But there's so much more. Once his star faded, McDaniels wrote the scalding "Compared to What" for Les McCann & Eddie Harris, who cut the definitive version in 1969, and there are plenty of other superb renditions: Della Reese, Ray Charles (a driving, disco-flavored take) and last year's John Legend & the Roots assault.
Even though he was the focal point of a pop music machine with structured arrangements, McDaniels' vocals on such songs as "Tower of Strength" (1961) and "Point of No Return" (1962) seem like an absurd send-up of the macho singing styles of the era. Listening to them now, they're more than entertaining--they're pointed and ahead of their time, just like Bo Diddley's raw and funny approach in the previous decade, although the men sound nothing alike.
McDaniels took that awareness into a new era, first with "Compared to What" ("the president, he's got his war/most folks don't know just what it's for") and especially into Outlaw (Atlantic, 1970--reissued by Water Records), a batch of great songs about militarization, race and gender relations ("she cannot dig machismo/but she really can dig some masculinity"). Needless to say, I want to hear the follow-up to Outlaw, 1971's Headless Heroes of the Apocolypse.
McDaniels went through other name changes (Universal Jones) and drifted into jazz; I last heard new music from him with 2005's Screams and Whispers (Sky Forest), an excellent release that's buried under a mountain of my unfiled stuff.
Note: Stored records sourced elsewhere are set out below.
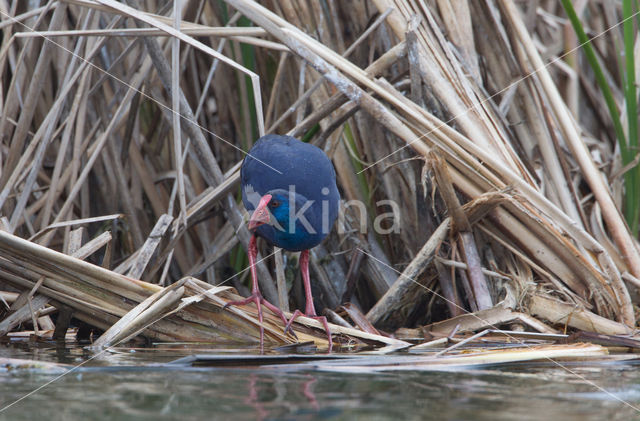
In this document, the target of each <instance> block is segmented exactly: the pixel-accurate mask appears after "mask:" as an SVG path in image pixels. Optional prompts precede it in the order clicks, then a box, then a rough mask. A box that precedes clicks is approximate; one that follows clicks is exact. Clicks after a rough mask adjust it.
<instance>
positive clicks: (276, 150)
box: [225, 135, 340, 352]
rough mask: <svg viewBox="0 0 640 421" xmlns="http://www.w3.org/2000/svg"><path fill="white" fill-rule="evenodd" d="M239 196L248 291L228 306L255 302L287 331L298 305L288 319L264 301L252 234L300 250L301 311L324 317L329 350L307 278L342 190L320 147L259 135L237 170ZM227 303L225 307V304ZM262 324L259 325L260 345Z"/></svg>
mask: <svg viewBox="0 0 640 421" xmlns="http://www.w3.org/2000/svg"><path fill="white" fill-rule="evenodd" d="M240 177H241V180H242V201H243V202H244V206H245V208H246V209H247V211H249V212H250V213H251V218H250V220H249V230H250V231H252V232H253V235H252V236H251V241H250V242H249V250H248V254H249V265H250V267H251V280H252V294H251V296H249V297H248V298H247V299H245V300H242V301H234V302H230V303H229V304H227V305H245V304H248V303H250V302H254V303H255V304H256V306H257V308H258V319H259V321H260V323H261V324H262V309H261V307H260V305H261V304H264V305H265V306H266V307H267V308H268V309H269V310H271V311H272V312H274V313H275V314H276V315H278V316H280V318H281V319H282V320H283V322H284V323H285V332H287V331H288V330H289V329H290V327H291V323H293V321H294V320H295V318H296V317H298V316H299V315H301V314H302V313H301V312H300V310H296V311H295V312H294V313H293V315H292V317H291V319H290V320H289V321H288V322H287V321H286V318H285V317H284V314H283V313H282V311H281V310H280V309H278V308H277V307H276V306H275V305H273V304H271V303H269V302H268V301H266V300H265V299H264V298H263V297H262V294H261V293H260V290H259V288H258V279H257V275H256V269H255V264H256V255H257V253H258V248H257V245H256V240H257V238H256V237H262V238H264V239H265V240H266V241H267V242H268V243H269V244H271V245H274V246H278V247H280V248H282V249H285V250H289V251H300V252H301V253H300V271H301V272H302V280H303V282H304V292H305V298H306V309H305V312H304V315H305V316H307V317H311V318H314V319H317V320H319V321H320V322H322V324H323V326H324V328H325V330H326V331H327V336H328V337H329V352H331V349H332V346H333V343H332V341H331V332H330V331H329V325H328V324H327V319H326V317H324V316H318V315H317V314H316V310H315V308H314V306H313V297H312V295H311V283H310V280H309V249H310V248H312V247H315V246H317V245H318V244H320V242H321V241H322V240H323V239H324V238H325V237H326V236H327V235H328V234H329V232H330V231H331V227H332V226H333V223H334V221H335V219H336V217H337V216H338V207H339V202H340V193H338V188H337V186H336V172H335V170H334V168H333V164H332V163H331V161H330V160H329V158H328V157H327V155H326V154H325V153H324V152H323V151H322V150H321V149H319V148H318V147H316V146H313V145H311V144H308V143H304V142H301V141H299V140H297V139H295V138H293V137H291V136H278V135H266V136H263V137H261V138H260V139H258V141H257V142H256V144H255V145H254V146H253V148H252V149H251V150H250V151H249V154H248V155H247V156H246V157H245V159H244V161H243V163H242V168H241V170H240ZM225 307H226V306H225ZM263 341H264V329H263V328H262V325H261V326H260V345H261V346H262V344H263Z"/></svg>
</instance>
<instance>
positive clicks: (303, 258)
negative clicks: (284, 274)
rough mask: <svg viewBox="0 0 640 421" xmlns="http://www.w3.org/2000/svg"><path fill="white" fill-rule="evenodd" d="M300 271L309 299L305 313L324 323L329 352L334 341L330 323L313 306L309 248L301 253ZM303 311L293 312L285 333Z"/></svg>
mask: <svg viewBox="0 0 640 421" xmlns="http://www.w3.org/2000/svg"><path fill="white" fill-rule="evenodd" d="M300 272H302V281H303V283H304V295H305V298H306V300H307V304H306V306H305V311H304V315H305V316H307V317H309V318H312V319H316V320H318V321H320V322H321V323H322V325H323V326H324V330H325V331H326V332H327V336H328V337H329V352H331V350H332V349H333V341H332V340H331V331H330V330H329V323H327V318H326V317H324V316H318V315H317V314H316V309H315V307H314V306H313V296H312V295H311V280H310V279H309V250H303V251H302V252H301V253H300ZM301 315H302V312H301V311H300V310H296V311H294V312H293V315H292V316H291V318H290V319H289V322H288V323H287V327H286V328H285V329H284V331H285V333H286V332H287V331H288V330H289V329H291V324H292V323H293V321H294V320H295V319H296V317H298V316H301Z"/></svg>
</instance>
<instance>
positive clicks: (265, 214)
mask: <svg viewBox="0 0 640 421" xmlns="http://www.w3.org/2000/svg"><path fill="white" fill-rule="evenodd" d="M271 197H272V196H271V195H270V194H265V195H264V196H262V198H261V199H260V203H258V206H257V207H256V210H254V211H253V213H252V214H251V218H250V219H249V230H254V229H256V228H258V227H259V226H260V225H263V224H268V223H269V221H270V219H269V210H268V209H267V206H268V205H269V202H270V201H271Z"/></svg>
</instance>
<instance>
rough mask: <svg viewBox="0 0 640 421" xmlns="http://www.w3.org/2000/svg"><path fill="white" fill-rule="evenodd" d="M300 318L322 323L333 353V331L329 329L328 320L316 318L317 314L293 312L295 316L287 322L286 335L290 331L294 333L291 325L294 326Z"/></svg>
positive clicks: (321, 317) (330, 346)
He's on a YouTube video from 2010, singing his biggest hit, "A Hundred Pounds of Clay," in front of a class (Arts In Reach) of teenage girls with Kent Allyn playing guitar and harmonizing behind him. Fifty years later, Eugene McDaniels retained his light and skillful touch.
Around the time of McDaniels' passing, I caught Roberta Flack's "Feel Like Makin' Love" on the car radio. The song was never a favorite, but I listened all the way through for once. Later, I found out that Eugene McDaniels wrote that Number One song. That was when I learned that he died.